The beauty of this technique is that it combines deductive logic with direct experimental data to make a grand truth. The first step is the deductive logic (strangely called the inductive step) and the second is the experimental validation for a particular case (called the basis). It’s like you have this grand castle of logic in a different intangible dimension, and by tethering it to a small part of our testable and observable world you’ve brought it down to impact the entire world.
Having mindful fun
As I say in my mindfulness blog, the discriminative mind is the mind that plans. It is the part of our consciousness that wields the scalpel of logic. Clearly it must be kept sharp and incisive. But we must always keep in mind that the discriminative mind is a humble servant. To what end do we plan? Why do we do the things we do? A moment’s reflection suffices to show that all cerebral activity is geared towards generating positive experiential responses in our feeling mind. What good is it to have a powerful tool with nothing to use it on? Even those who claim they practice pure logic or art for its own sake only do so because it makes them feel good. To claim otherwise is disingenuous. On the other hand, a desire to feel good only, at the expense of a sharp and keen intellect (the discriminative mind) goes nowhere either. It’s only the fruitful union of the two – the feeling mind and the discriminative mind – that results in harmony.

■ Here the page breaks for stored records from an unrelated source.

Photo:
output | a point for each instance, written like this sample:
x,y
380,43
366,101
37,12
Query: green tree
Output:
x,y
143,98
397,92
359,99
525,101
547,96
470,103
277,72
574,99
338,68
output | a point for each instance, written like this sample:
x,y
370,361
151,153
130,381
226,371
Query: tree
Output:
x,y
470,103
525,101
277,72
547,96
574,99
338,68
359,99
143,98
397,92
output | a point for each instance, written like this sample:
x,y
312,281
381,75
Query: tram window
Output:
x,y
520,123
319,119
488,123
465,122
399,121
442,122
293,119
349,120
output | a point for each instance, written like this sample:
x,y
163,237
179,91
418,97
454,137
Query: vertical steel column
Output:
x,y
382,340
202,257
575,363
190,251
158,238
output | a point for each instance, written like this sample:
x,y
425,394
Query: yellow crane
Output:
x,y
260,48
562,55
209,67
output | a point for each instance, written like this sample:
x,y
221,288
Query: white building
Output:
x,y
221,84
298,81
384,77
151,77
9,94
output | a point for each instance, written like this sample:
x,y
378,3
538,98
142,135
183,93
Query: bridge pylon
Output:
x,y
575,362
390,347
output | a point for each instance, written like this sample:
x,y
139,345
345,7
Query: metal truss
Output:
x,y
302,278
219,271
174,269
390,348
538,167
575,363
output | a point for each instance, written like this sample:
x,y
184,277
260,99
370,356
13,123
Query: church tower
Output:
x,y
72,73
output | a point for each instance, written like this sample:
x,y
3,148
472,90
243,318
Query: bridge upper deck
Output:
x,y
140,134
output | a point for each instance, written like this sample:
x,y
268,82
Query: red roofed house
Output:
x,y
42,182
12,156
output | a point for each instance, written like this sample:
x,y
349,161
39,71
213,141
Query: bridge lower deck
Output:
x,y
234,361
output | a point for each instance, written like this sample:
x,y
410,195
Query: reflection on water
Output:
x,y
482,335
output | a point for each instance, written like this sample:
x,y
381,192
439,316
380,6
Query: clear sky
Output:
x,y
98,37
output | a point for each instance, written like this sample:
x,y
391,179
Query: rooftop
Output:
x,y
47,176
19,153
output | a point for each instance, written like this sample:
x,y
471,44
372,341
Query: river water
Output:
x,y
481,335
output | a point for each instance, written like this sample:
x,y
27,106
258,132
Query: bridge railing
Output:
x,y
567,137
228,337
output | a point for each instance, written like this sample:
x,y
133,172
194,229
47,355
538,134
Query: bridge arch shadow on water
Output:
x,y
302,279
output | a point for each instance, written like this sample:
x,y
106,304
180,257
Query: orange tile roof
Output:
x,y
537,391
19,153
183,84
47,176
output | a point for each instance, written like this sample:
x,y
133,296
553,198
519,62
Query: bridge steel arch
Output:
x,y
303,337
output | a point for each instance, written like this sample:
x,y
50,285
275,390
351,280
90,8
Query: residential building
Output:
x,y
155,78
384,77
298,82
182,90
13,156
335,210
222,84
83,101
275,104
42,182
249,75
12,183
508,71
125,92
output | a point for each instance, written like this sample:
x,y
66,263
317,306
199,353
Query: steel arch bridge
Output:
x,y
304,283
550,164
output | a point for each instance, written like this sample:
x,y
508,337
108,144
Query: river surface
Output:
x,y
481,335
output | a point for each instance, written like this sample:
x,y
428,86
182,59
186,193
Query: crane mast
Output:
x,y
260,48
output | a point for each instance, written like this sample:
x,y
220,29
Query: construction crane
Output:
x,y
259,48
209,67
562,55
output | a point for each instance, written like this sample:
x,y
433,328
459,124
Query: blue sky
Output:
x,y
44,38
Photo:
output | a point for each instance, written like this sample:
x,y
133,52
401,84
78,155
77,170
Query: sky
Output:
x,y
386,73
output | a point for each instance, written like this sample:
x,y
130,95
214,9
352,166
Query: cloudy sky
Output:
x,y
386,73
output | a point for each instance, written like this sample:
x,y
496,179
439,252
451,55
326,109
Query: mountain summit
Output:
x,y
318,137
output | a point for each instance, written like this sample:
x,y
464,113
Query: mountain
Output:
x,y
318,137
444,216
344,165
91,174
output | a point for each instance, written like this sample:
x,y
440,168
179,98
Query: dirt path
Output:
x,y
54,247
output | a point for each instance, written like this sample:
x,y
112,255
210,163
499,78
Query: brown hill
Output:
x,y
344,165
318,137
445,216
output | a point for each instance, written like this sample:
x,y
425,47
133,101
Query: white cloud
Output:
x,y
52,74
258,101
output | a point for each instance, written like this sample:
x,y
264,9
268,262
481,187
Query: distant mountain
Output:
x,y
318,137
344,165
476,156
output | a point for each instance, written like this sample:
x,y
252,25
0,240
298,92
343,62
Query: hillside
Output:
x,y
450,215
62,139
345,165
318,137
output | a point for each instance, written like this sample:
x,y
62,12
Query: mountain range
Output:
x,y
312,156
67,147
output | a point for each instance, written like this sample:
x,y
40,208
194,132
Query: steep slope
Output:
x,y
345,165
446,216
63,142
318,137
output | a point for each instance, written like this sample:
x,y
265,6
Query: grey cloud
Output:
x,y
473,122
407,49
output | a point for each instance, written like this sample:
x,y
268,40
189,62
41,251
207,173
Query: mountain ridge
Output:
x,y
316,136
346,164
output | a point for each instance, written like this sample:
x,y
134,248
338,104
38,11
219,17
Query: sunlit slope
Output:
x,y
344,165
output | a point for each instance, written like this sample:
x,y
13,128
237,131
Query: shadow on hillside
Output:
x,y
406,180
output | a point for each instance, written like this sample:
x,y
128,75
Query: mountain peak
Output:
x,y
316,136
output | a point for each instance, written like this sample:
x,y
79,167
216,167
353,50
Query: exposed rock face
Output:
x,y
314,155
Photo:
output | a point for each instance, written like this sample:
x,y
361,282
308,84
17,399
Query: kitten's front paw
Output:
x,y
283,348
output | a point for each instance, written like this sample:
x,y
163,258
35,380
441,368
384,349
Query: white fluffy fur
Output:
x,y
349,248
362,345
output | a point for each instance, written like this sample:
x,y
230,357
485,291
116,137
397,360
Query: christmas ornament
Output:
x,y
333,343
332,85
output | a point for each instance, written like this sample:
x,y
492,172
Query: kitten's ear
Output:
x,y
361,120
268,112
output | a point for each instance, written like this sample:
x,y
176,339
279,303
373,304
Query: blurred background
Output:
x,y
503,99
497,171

How does this all tie in to having fun? Well, we like to have fun – that’s a no-brainer. We’ve already seen that. Learning a skill for the discriminative mind, say Math, Computer Science, or indeed any other endeavor, is surely useful, but serves no purpose by itself. One can become mechanically perfect in playing the piano, for instance. But what shines through to the audience is not their mechanical perfection, but their passion for the piece, their love of the art. I liken the perfection of a skill like programming to the mechanical calculus required to turn one thing into another.
Mechanical perfection, which is important, is like step 1 of Math induction – Elaborate, sophisticated and requiring much training, intellect and expertise. But if it doesn’t serve the “feeling master” within us, then it’s worth precious little. The positive experiential response that practicing the skill causes in you – I liken to the basis, and it’s priceless. It is that which grabs the ornate floating castle of logic and anchors it to the ground so we may enjoy it. Neither by itself will suffice.
So the first step in learning any skill is to cut a fast path to sampling the fun in it, and thereafter always keep the fun in focus. To this end, I try to get my students to appreciate and enjoy computer science as quickly as possible. The routine technical skills then come naturally as the desire to have fun with Math and CS takes root.